Even with the friends that I do go out with a lot, alcohol doesn’t necessarily constitute a cornerstone in our relationship – more of an additional building block.

Yes, I’m often found clutching my head on a Tuesday/Thursday morning lecture, recounting with my coursemates the events of the night before, but if you take into account the number of hours per week we spend together in lectures, the drunk times suddenly look a lot smaller in proportion. And this is before you take into account the time we spend socialising without drinking.

University is that mythical time in your life in which anybody older loves to tell you that you’re making friends that you’ll keep for life. In the future, what is it that I’ll remember?

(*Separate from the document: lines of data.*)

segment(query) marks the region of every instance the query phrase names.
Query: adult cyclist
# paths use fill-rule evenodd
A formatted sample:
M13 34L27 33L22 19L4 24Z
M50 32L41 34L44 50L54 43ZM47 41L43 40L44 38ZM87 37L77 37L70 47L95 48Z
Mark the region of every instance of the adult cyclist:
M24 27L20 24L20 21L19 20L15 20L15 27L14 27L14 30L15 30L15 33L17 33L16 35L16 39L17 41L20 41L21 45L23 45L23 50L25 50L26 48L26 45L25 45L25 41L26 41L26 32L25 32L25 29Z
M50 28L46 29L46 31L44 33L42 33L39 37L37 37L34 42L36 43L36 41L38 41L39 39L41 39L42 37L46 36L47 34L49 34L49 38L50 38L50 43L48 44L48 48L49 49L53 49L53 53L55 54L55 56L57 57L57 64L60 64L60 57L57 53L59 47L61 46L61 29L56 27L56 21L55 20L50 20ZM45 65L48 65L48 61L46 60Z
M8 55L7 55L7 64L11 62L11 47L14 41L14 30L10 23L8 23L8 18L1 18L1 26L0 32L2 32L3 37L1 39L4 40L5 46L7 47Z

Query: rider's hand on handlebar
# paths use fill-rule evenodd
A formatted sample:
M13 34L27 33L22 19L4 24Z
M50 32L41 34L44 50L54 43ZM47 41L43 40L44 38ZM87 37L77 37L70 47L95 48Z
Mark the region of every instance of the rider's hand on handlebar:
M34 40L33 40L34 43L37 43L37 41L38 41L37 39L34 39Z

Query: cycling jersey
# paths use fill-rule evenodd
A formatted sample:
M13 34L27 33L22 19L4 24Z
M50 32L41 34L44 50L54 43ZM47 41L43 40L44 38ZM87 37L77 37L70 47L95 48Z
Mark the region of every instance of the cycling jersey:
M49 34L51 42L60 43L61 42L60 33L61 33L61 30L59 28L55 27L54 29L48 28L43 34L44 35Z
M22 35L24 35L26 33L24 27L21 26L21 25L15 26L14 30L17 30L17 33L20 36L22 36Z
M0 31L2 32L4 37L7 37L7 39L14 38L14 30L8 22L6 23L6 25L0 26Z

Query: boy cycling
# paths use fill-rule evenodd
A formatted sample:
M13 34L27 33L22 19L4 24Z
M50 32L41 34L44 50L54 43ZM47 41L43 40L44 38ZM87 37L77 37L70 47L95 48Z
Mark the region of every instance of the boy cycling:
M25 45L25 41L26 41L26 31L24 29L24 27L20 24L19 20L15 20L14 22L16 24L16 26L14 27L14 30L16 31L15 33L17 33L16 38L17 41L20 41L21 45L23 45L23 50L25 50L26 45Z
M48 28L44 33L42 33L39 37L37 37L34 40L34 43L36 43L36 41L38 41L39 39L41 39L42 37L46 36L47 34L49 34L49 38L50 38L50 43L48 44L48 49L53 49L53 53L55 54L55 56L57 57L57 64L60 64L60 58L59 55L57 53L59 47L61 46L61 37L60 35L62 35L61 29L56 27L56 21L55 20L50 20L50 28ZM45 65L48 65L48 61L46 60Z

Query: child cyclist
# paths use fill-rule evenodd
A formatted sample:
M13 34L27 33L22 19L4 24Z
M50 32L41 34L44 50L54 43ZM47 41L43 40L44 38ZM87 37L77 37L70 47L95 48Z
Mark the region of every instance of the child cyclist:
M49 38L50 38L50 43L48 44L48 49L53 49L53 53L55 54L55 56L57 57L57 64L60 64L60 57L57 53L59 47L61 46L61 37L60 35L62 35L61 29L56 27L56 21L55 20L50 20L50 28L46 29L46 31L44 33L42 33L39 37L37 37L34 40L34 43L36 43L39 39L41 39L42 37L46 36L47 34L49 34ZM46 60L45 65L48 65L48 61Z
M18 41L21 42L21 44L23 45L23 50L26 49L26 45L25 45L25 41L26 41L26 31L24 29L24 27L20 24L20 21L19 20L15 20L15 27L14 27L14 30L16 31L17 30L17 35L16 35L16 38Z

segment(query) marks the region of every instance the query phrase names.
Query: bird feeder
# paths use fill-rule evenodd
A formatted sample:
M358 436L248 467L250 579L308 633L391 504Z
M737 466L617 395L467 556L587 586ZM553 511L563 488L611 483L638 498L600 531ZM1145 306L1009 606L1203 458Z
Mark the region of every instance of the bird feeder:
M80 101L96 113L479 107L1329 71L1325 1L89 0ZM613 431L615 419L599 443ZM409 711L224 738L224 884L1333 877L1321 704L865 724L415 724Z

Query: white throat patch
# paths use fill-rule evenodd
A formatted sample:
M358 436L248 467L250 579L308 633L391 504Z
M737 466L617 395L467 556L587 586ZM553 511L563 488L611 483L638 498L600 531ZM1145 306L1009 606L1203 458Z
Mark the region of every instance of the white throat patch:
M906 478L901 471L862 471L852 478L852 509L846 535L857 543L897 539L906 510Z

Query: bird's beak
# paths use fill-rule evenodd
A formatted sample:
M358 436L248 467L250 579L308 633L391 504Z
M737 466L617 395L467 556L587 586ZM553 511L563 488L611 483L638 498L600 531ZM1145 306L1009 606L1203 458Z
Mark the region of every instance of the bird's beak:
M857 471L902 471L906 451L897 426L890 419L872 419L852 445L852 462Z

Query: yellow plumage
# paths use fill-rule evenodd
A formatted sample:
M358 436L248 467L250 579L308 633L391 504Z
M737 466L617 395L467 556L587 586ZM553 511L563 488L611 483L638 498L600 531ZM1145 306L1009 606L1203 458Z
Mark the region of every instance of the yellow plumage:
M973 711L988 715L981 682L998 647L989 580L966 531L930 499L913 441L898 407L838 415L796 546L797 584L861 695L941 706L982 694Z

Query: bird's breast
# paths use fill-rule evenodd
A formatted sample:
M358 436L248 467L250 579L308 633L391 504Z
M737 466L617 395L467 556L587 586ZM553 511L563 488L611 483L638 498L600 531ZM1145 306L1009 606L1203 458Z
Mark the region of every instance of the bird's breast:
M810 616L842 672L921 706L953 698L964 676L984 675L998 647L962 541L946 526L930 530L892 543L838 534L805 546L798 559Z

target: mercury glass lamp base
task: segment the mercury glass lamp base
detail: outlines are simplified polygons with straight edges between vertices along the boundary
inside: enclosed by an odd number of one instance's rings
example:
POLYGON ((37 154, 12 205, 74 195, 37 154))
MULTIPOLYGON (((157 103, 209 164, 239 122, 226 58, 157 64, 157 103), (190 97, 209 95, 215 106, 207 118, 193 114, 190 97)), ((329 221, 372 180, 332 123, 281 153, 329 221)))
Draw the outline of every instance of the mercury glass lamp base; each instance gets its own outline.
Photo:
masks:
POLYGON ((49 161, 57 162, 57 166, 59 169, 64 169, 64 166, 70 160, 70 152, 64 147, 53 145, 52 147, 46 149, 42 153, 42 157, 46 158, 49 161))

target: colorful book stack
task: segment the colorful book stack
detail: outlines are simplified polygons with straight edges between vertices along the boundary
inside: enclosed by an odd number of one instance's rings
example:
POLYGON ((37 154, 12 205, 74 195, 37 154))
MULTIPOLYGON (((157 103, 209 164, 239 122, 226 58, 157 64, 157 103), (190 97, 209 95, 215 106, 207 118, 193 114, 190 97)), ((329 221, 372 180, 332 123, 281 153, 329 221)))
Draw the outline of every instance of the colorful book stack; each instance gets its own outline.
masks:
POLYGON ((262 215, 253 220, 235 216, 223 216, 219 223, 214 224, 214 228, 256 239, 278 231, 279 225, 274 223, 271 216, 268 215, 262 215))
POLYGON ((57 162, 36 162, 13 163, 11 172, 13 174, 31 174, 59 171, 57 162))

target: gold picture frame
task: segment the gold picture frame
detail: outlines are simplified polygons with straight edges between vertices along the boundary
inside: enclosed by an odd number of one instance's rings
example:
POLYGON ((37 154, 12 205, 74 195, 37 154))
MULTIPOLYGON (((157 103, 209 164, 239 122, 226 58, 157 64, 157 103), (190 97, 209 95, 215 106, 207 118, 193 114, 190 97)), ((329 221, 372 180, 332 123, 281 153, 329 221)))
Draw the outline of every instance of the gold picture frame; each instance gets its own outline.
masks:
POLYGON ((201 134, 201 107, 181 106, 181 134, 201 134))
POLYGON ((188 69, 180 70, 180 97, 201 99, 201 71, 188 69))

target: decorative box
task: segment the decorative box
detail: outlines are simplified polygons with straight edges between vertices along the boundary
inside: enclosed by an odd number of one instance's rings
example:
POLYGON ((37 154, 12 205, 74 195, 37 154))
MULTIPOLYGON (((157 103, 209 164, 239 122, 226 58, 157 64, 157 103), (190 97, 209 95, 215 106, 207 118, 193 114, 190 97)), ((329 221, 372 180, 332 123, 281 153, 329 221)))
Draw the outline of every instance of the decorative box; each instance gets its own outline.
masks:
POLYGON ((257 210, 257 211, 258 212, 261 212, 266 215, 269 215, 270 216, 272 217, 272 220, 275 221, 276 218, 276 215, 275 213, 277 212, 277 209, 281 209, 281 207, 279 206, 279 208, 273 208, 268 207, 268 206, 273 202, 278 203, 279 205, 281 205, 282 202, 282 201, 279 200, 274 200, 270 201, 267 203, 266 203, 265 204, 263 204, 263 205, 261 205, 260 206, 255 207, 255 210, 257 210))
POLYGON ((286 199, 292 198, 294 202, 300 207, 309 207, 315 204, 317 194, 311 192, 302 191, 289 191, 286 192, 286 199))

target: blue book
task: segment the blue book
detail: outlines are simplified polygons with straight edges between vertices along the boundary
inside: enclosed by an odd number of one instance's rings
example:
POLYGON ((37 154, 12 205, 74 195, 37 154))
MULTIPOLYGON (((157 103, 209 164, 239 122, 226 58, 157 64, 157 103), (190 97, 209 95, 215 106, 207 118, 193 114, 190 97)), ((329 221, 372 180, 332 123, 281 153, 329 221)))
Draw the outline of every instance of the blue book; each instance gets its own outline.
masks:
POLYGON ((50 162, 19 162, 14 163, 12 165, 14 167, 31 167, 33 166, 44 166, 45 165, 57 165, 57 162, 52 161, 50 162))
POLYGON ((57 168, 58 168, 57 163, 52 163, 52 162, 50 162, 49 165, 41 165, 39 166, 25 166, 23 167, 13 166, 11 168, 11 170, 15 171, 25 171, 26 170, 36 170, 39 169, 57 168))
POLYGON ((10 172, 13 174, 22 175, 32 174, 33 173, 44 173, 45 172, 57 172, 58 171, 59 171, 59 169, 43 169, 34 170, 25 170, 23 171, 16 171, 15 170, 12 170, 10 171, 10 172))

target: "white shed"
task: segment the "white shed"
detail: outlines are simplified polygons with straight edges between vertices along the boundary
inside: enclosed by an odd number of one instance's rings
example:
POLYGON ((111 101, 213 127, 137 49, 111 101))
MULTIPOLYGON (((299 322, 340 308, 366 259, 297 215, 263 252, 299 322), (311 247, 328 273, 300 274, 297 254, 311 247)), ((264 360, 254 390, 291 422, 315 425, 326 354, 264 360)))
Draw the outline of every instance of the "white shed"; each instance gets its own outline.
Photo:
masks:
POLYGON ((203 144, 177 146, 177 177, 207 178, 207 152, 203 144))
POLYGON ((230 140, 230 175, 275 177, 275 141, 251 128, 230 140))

Will it be the games/endurance tests of Centurion, the treks round Cathays for Crusade and Carnage, the ridiculously toxic hangovers? I’m going to put my money on no, especially given that they’re already a bit hazy around the edges.

Instead, I’d like to think that it’ll be the trips to Roath Park to act like kids in the playground, the “barbecues” in the lounge in the rain, the endless, stupid catchphrases with roots largely in either Borat or pure filth. Call me the eternal optimist, if you like.

I know the difference between a drinking buddy and a friend. The drinking buddies are there when the drinks are flowing, and that’s certainly fun. But to walk in from a bad day and have someone give you a hug before you’ve even had to ask? That’s a friend.